In January, the parent company of the new Chinese-style baking brand “Hutouju Zhada Biscuit House,” Shanghai Everything Has Food and Beverage Management Co., Ltd., filed for bankruptcy liquidation.

With the closure of popular baking brands and the struggling state of regular baking enterprises, the industry has transitioned into a phase of consolidation, marked by intense competition and price pressure.

Zhao Bing, CEO of Lejinji New Retail Channel, commented on the challenging industry landscape, noting the prevalence of intense competition in the saturated market. Basic baked goods are predominantly priced at 9.9 yuan or 19.9 yuan, making it difficult to sell items priced above 20 yuan.

Zhou Weiping, Chairman and CEO of A1 Snack Research Institute, emphasized that the industry has entered a period of contraction, necessitating a balancing of supply and demand.
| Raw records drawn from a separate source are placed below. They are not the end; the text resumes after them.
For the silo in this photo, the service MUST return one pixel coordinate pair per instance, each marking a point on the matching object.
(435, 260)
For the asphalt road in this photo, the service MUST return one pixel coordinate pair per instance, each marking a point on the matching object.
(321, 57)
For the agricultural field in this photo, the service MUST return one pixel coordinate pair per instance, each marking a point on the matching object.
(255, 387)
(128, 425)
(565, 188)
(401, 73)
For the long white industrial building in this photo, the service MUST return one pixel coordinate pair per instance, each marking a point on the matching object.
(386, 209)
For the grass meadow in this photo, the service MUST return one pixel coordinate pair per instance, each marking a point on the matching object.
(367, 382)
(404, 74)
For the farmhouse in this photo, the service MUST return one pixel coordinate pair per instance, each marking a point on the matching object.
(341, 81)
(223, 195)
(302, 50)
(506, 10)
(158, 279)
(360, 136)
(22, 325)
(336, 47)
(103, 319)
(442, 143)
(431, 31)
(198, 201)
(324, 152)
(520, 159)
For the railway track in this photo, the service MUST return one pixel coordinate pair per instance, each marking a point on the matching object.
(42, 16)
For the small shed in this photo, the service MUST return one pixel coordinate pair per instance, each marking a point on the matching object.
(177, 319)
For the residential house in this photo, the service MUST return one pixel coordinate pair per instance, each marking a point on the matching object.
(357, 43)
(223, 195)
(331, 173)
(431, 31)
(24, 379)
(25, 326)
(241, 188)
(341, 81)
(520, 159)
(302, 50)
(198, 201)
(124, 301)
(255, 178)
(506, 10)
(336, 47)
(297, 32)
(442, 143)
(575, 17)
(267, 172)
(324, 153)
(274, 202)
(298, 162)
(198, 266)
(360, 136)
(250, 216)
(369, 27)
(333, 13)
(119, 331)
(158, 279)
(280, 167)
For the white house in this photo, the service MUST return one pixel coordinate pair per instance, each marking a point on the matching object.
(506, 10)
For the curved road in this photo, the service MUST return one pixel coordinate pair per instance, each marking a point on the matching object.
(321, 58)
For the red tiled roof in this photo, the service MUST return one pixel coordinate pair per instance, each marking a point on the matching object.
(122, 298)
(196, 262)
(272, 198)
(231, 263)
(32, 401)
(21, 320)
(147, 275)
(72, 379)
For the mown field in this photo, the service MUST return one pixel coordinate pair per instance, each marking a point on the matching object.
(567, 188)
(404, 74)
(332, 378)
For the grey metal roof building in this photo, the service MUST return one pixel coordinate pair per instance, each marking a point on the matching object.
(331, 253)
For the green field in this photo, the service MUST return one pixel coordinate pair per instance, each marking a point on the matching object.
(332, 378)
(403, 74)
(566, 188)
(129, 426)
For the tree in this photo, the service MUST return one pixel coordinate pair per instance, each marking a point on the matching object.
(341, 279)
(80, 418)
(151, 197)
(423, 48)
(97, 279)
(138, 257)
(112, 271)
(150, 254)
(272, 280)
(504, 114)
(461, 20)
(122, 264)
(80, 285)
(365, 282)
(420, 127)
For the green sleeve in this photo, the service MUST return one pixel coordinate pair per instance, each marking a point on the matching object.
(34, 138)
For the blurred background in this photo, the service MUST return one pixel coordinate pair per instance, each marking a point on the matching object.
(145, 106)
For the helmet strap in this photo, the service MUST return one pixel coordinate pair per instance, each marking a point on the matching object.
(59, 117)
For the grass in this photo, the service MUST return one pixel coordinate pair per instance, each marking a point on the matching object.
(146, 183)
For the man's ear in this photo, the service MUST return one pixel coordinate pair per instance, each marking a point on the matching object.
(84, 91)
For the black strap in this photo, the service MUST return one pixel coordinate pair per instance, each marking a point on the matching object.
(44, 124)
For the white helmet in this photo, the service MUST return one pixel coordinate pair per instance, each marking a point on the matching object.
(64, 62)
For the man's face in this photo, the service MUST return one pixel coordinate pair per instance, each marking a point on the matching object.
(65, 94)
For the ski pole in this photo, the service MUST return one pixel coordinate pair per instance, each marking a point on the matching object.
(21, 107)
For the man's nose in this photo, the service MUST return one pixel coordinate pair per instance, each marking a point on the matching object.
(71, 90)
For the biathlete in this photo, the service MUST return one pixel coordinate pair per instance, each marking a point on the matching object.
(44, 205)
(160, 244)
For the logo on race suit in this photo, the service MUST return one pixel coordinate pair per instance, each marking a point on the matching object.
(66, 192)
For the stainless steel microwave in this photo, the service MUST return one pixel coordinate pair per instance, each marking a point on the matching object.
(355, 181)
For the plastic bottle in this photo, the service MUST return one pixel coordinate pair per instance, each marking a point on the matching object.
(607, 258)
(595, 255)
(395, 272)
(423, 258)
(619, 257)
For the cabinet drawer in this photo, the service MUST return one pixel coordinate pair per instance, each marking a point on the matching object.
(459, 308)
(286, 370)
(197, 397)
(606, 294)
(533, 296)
Lack of innovation, price wars, low quality, and high operational losses are the primary characteristics of the market.

Faced with these challenges, companies like Zhangzhou’s Liang Kousizi Foods and Haoyunlai Foods have introduced low-cost packaging strategies.

Liang Kousizi Foods offers products in the 3-5 yuan price range, highlighting small and affordable packaging options. Meanwhile, Haoyunlai Foods’ Guo Jinqian mentioned their packaging options priced around 5 yuan for small quantities and approximately 9.9 yuan for larger packages.

Since 2023, keywords like “closure,” “business shrinking,” “losses,” “bankruptcy,” and “liquidation” have been synonymous with the development of the online baking industry.

The fervor of the baking industry in 2021 attracted significant capital investments and the rapid emergence of online baking brands. However, the sector started witnessing multiple closures and shutdowns in 2023 following a period of prosperity in 2022.

Data from Meituan indicates that the average survival time for baking stores nationwide is 32 months, less than three years. Sixty percent of baking establishments close within two years of operation, with only 32% surviving beyond the third year. Less than a quarter manage to stay afloat for more than four years.

According to Red Meal’s extensive data analysis, in 2023, 120,000 baking establishments closed across the country, intensifying the restructuring of the entire industry.